A girl named Devout comes of age. She flirts sweetly with
the young man who has tilled the earth alongside her all her life, envisioning
a future of love and abundance. Seventeen years later, however, the settlement
is a changed place. Famine has brought struggle, and outsiders, with their military
might and foreign ways, have arrived at the doorstep. For Devout’s young daughter,
life is more troubled than her mother ever anticipated. But this girl has an
extraordinary gift. As worlds collide and peril threatens, it will be up to her
to save her family and her community.
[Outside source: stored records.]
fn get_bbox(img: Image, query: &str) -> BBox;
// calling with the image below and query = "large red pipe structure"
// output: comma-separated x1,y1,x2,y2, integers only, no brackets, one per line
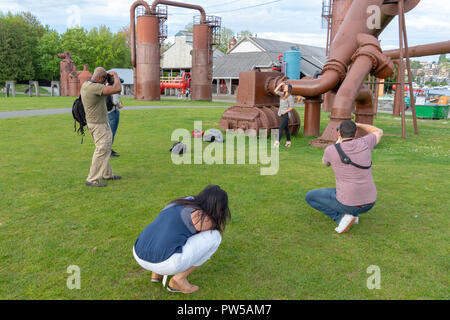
221,0,421,140
383,40,450,59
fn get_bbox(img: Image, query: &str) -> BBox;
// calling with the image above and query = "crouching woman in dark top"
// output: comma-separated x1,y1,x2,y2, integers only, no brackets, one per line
133,185,231,294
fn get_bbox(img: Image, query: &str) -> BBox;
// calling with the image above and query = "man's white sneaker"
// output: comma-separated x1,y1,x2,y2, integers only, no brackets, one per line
354,217,359,224
335,214,356,234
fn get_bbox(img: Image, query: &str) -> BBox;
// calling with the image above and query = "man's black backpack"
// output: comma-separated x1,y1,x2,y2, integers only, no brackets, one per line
72,95,87,144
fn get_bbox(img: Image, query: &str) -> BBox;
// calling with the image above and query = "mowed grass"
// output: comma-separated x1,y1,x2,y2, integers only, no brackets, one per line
0,96,232,111
0,106,448,300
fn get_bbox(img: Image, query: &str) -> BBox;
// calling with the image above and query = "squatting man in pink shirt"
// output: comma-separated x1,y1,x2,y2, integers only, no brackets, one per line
305,120,383,234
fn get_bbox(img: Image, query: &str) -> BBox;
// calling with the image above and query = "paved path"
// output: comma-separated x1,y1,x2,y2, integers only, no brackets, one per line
1,105,447,119
0,105,228,119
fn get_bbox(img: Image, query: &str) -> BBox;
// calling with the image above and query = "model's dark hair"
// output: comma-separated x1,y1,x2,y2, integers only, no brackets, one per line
338,120,357,138
287,84,293,94
170,185,231,233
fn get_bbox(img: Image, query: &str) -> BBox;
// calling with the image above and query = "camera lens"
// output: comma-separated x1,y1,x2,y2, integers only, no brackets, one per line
106,74,114,85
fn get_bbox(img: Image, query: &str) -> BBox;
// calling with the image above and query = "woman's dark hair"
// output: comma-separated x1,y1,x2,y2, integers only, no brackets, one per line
287,84,293,94
170,185,231,233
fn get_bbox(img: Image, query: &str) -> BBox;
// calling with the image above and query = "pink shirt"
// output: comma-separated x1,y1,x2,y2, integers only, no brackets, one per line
323,133,377,206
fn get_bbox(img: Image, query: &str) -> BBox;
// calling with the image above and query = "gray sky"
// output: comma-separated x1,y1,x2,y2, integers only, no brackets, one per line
1,0,448,62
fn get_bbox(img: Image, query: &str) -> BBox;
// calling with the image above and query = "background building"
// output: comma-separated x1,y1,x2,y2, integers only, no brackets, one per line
161,30,225,76
212,36,327,95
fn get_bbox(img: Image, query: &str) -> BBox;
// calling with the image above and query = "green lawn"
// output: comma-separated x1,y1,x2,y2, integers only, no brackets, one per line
0,96,232,111
0,106,448,299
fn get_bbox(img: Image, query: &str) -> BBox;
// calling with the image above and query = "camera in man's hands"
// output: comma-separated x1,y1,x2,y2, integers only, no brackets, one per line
106,74,114,85
106,73,124,86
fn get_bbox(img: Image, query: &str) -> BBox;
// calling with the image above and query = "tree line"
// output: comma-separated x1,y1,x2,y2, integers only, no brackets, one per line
0,12,253,83
0,12,131,82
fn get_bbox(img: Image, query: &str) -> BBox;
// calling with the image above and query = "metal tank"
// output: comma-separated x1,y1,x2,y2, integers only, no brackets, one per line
283,48,301,80
136,14,161,100
130,1,161,101
191,23,213,100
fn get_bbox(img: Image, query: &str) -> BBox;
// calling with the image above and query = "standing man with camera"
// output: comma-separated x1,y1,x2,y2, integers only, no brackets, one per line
305,120,383,234
81,67,122,187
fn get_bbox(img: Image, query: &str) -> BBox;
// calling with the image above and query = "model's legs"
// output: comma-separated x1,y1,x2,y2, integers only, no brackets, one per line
169,230,222,293
283,114,291,142
278,114,289,142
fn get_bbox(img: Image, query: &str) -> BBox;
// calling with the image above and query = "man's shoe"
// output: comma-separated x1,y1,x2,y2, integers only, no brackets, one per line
85,180,107,187
111,150,120,157
103,175,122,180
335,214,356,234
354,217,359,224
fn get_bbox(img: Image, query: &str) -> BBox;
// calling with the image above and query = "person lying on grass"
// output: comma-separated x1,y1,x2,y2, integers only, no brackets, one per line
305,120,383,234
133,185,231,294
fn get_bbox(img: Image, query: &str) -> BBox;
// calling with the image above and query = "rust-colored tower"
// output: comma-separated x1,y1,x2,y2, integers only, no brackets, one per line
131,1,163,101
191,21,216,100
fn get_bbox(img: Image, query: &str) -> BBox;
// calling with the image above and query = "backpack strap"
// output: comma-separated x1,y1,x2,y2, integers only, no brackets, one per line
334,143,372,170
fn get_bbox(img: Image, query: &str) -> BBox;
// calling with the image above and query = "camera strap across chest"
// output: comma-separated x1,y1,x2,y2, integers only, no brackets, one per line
334,143,372,170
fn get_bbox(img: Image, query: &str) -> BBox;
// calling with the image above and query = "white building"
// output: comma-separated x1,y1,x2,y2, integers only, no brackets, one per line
161,30,225,76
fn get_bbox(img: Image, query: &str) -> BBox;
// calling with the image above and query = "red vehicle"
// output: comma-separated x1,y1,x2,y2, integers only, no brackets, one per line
160,72,191,94
392,84,424,95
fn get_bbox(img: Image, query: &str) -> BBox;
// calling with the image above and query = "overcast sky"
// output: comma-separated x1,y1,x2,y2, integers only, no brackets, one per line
1,0,448,62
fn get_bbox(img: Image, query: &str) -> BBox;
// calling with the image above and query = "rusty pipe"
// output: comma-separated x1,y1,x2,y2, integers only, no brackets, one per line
383,40,450,59
332,34,393,120
332,56,375,120
354,84,375,126
130,1,151,69
151,0,206,23
269,0,419,98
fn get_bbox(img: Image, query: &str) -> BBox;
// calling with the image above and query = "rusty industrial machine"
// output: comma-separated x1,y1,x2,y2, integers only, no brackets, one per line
219,71,301,136
220,0,427,145
130,0,220,101
57,51,92,97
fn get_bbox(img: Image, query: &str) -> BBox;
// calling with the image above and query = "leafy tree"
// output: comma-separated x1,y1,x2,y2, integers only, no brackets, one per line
0,12,45,81
438,54,448,64
216,27,235,53
410,60,421,69
36,28,62,80
60,27,93,71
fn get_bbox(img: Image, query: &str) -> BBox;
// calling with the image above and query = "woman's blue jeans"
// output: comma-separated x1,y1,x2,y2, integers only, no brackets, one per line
305,188,375,224
108,109,120,145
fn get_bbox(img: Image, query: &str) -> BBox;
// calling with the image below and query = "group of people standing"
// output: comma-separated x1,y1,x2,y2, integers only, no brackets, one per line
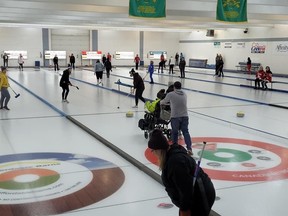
53,53,76,72
215,54,224,77
254,65,273,90
133,52,186,81
93,53,113,84
2,53,24,71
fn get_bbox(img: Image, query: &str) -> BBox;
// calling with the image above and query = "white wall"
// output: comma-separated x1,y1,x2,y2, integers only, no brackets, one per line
51,29,90,67
179,25,288,75
0,27,42,67
98,30,140,67
97,30,179,67
143,31,180,66
1,26,287,75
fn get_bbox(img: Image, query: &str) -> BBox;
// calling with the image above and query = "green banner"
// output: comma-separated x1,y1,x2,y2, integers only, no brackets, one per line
216,0,247,22
129,0,166,18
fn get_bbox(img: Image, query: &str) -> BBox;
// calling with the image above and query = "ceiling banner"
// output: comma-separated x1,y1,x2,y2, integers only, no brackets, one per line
216,0,247,22
129,0,166,18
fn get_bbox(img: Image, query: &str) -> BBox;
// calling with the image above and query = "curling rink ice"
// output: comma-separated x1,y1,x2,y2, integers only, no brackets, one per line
1,66,288,216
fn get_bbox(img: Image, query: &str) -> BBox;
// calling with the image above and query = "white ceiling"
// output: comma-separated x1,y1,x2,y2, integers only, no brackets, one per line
0,0,288,32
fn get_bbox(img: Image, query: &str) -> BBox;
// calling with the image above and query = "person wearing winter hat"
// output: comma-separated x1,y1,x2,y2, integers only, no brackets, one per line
160,81,193,155
131,69,145,108
148,129,216,216
59,66,72,103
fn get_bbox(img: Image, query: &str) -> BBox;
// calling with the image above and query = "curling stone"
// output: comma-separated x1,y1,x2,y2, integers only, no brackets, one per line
236,111,245,117
126,111,134,117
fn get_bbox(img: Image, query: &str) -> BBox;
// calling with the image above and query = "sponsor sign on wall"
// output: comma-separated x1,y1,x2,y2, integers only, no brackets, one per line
82,51,102,60
148,51,167,60
115,51,134,60
272,42,288,55
45,51,66,59
251,42,266,54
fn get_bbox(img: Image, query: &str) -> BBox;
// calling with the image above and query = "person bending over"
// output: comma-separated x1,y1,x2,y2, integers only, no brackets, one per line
59,66,72,103
148,129,216,216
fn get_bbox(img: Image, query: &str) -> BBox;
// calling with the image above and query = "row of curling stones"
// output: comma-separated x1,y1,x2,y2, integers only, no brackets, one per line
236,111,245,117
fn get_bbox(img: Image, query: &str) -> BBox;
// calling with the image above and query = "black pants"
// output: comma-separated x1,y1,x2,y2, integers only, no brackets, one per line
135,88,145,106
54,63,59,71
169,65,174,74
255,78,262,88
70,62,75,69
61,85,69,100
135,62,139,70
158,61,164,73
106,68,111,78
19,63,24,71
95,71,103,82
180,67,185,78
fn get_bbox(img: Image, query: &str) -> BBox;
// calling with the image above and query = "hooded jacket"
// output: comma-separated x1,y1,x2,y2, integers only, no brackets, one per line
133,73,145,90
161,144,215,215
160,89,188,118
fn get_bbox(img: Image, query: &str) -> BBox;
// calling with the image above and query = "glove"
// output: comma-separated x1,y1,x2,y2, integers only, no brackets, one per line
179,209,191,216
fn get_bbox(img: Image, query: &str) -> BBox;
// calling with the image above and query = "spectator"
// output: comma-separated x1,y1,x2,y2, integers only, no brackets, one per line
215,54,220,76
175,52,179,66
107,52,112,62
104,59,112,78
168,56,175,74
179,57,186,78
254,66,265,89
158,52,165,73
247,57,252,74
69,53,76,70
148,129,216,216
134,54,141,70
0,66,11,110
3,53,9,67
53,54,59,71
160,81,193,155
102,54,107,64
217,55,224,77
262,66,272,90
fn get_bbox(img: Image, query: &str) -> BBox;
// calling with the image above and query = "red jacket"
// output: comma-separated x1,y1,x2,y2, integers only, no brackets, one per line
134,56,140,63
256,69,265,79
264,71,272,82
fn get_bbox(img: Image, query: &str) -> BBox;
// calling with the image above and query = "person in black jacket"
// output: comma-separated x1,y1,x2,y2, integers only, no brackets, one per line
130,68,145,108
148,129,216,216
179,57,186,78
59,66,72,103
104,59,112,78
69,53,76,69
53,54,59,71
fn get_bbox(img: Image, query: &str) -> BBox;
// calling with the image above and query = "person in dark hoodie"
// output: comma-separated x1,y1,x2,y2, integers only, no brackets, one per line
130,68,145,108
59,65,72,103
160,81,193,155
148,129,215,216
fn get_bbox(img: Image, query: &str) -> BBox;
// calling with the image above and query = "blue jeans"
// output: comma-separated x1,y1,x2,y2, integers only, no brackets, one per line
149,72,154,83
0,87,10,107
170,116,192,150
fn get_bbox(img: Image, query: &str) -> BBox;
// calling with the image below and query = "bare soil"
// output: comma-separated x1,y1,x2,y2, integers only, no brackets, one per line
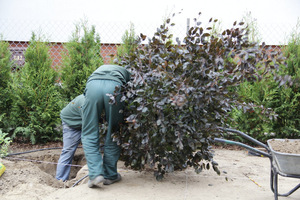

Immersing readers in a lost world of
pagan traditions, Daughter of Black Lake is a transporting story of
love, family, survival and the sublime power of the natural world.
PUBLISHERS WEEKLY
Buchanan (The Day the Falls Stood Still) captures in this immersive, supernatural latest the hardships of village life in first-century Britain. Hobble, 13, lives with her healer mother, Devout, and blacksmith father, Smith, in the remote hamlet of Black Lake. Hobble, named for her lame leg and prone to unusual visions, foresees the arrival of the Romans to their settlement. Her prediction draws the attention of Fox, a recently arrived, menacing itinerant druid who is fomenting resistance to Roman rule. Fox threatens to revive the village's "old ways" and sacrifice Hobble to the gods unless she agrees to predict the outcome of his planned rebellion. Buchanan parallels Hobble's story with Devout's own 14th year, when Devout was courted both by Smith, who lost all his male relatives in a doomed rebellion that year, and by fellow farm laborer Arc. Devout barely survives a terrible crop failure and consents to be Arc's wife, only for him to die soon after. In the present, Fox's demands grow until he pushes the villagers too far. Buchanan's descriptions of pagan rituals are fully realized and provide a haunting, engaging backdrop for the two teenage protagonists. Fans of thoughtful, inventive historical fiction will enjoy this transporting novel.